### Capstone 2- Bengali Grapheme Classification Project

This workbook is the first attempt at experimenting with a CNN for this project. I've followed this [starter code] (https://www.kaggle.com/kaushal2896/bengali-graphemes-starter-eda-multi-output-cnn)for ideas. 
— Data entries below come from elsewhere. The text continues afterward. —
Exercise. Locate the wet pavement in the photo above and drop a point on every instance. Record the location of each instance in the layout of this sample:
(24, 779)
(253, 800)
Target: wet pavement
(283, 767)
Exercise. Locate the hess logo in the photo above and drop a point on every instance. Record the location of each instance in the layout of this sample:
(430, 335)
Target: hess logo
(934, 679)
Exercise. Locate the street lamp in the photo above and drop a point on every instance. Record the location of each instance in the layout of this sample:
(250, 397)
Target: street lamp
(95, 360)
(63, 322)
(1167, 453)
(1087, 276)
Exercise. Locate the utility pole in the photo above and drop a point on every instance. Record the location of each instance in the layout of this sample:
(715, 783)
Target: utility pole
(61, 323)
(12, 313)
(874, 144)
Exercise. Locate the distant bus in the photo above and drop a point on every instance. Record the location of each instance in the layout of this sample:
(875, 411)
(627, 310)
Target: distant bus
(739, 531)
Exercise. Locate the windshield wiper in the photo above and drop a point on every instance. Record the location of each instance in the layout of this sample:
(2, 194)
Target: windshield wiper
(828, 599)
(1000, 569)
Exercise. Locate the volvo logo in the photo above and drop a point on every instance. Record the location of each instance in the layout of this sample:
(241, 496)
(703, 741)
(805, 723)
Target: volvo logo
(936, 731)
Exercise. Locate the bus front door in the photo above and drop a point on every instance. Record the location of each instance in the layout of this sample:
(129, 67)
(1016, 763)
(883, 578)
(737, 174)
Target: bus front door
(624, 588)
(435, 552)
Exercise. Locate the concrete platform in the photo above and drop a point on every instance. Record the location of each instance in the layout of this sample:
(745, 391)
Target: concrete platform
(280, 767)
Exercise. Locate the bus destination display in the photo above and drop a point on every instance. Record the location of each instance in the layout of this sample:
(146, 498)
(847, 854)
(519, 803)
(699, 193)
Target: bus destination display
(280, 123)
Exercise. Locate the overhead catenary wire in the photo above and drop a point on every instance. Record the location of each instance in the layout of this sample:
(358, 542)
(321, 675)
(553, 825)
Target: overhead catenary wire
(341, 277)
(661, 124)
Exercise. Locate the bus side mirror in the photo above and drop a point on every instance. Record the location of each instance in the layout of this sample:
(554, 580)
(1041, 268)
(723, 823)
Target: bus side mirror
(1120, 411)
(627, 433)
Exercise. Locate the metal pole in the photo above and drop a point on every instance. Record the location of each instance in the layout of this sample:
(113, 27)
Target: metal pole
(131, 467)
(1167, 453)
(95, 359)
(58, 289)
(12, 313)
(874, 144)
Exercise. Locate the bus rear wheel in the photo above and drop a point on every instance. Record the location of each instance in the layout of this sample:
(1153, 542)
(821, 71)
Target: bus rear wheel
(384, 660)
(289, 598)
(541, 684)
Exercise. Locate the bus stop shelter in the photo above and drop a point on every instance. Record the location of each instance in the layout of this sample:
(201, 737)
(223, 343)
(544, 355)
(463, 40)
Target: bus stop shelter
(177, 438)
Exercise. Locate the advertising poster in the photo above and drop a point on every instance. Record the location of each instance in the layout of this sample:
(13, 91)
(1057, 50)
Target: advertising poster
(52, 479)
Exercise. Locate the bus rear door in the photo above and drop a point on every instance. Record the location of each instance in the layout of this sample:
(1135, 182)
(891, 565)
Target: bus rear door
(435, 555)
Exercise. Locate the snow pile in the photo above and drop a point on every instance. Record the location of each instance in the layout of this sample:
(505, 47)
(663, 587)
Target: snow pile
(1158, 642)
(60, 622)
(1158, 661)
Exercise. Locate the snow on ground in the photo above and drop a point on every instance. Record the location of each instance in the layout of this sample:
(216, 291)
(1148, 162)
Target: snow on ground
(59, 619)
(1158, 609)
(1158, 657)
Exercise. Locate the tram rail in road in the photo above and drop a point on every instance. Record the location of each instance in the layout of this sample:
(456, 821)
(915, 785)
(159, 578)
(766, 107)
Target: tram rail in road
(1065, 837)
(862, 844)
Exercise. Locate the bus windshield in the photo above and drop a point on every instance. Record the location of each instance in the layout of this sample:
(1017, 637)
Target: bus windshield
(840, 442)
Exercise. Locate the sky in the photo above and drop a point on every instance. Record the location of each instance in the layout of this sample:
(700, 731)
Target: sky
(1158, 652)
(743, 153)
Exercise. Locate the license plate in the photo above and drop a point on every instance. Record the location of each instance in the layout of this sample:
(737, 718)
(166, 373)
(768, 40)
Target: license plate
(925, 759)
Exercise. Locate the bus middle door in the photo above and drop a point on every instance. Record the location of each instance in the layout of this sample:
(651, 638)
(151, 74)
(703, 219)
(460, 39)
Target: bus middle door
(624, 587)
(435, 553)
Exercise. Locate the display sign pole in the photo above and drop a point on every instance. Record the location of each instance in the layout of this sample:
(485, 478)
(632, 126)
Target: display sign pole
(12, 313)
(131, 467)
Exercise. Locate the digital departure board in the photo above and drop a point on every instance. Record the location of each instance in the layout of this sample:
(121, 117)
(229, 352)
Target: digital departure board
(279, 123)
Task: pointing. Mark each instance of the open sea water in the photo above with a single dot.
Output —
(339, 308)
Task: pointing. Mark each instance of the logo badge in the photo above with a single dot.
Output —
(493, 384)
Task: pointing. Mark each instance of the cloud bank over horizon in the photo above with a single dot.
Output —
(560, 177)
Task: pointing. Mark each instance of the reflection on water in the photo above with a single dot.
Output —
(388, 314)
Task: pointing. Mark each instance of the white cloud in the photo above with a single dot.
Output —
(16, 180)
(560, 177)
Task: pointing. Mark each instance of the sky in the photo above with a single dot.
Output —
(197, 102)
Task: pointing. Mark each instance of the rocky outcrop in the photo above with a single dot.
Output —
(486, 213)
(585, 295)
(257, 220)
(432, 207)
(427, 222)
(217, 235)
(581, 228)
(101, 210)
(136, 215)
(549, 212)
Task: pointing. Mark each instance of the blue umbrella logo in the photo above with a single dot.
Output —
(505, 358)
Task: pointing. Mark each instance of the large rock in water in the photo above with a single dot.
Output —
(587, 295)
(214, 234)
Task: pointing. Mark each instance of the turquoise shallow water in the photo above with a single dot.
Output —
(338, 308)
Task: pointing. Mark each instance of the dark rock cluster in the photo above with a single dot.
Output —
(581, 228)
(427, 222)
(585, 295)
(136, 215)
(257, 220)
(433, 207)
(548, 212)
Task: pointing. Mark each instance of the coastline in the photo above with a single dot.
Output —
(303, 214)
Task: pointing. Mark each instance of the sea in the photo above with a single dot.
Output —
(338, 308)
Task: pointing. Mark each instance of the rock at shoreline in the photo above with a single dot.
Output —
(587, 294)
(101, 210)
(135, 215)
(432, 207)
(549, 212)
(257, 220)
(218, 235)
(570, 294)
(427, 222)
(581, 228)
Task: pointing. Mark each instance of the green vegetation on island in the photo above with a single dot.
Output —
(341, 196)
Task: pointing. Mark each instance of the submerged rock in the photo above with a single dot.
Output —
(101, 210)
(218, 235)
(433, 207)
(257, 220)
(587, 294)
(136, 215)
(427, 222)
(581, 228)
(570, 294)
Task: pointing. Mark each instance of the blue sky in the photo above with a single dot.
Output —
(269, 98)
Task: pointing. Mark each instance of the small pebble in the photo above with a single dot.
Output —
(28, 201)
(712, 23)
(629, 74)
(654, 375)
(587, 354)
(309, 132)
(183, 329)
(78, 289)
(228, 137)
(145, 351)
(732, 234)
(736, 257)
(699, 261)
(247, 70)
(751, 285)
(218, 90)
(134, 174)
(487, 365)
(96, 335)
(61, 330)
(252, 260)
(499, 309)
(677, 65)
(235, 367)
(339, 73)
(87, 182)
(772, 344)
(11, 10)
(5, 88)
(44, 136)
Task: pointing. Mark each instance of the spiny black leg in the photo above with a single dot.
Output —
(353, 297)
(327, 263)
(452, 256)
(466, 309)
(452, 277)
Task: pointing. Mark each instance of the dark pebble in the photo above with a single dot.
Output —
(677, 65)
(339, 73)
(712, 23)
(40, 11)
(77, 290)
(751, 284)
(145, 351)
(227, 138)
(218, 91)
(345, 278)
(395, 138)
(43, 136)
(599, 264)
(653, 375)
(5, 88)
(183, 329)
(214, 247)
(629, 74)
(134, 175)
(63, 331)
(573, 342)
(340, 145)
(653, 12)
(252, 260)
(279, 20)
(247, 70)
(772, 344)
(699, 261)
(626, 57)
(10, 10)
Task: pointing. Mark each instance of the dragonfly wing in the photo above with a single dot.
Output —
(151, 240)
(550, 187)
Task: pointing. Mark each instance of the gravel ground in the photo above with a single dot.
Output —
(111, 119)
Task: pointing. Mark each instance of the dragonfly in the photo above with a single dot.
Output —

This is also the first attempt at using MLFlow for tracking deep learning experiments

In [1]:
#importing necessary packages
import pandas as pd
import numpy as np
import tensorflow as tf
import matplotlib.pyplot as plt
import sklearn
from collections import defaultdict
import mlflow

Although my virtual environment uses tensorflow-gpu, I want to doubly make sure that keras uses my GPU

In [2]:
from keras import backend as K
K.tensorflow_backend._get_available_gpus()

Using TensorFlow backend.


['/job:localhost/replica:0/task:0/device:GPU:0']

In [3]:
# using custom scripts for creating model and loading data
import sys
# insert at 1, 0 is the script path (or '' in REPL)
sys.path.insert(1, './model/')

In [4]:
from model_creator import model_create
from data_loader import data_loader

In [5]:
# read the csv files
filenames = ['train','test','class_map','class_map_corrected','train_multi_diacritics','sample_submission']
df_dict = defaultdict()

for file in filenames:
    df_dict[file]=pd.read_csv('./data/{}.csv'.format(file))

In [6]:
# using mlflow autologger to track models, artifacts and parameters
import mlflow.keras
mlflow.keras.autolog()

In [8]:
#creating mlflow experiment
mlflow.create_experiment(name="conv_kernel_size_6_pool_size_3_default_arch")

'1'

In [9]:
#this version of the model create function creates a 3 layer alternating conv-maxpool layers followed by dropout
#two dense layers with a dropout in the middle and three output layers

#to-do batch normalization, add optimizer and initializer as parameters
model = model_create(conv_kernel_size=6,pool_size=3)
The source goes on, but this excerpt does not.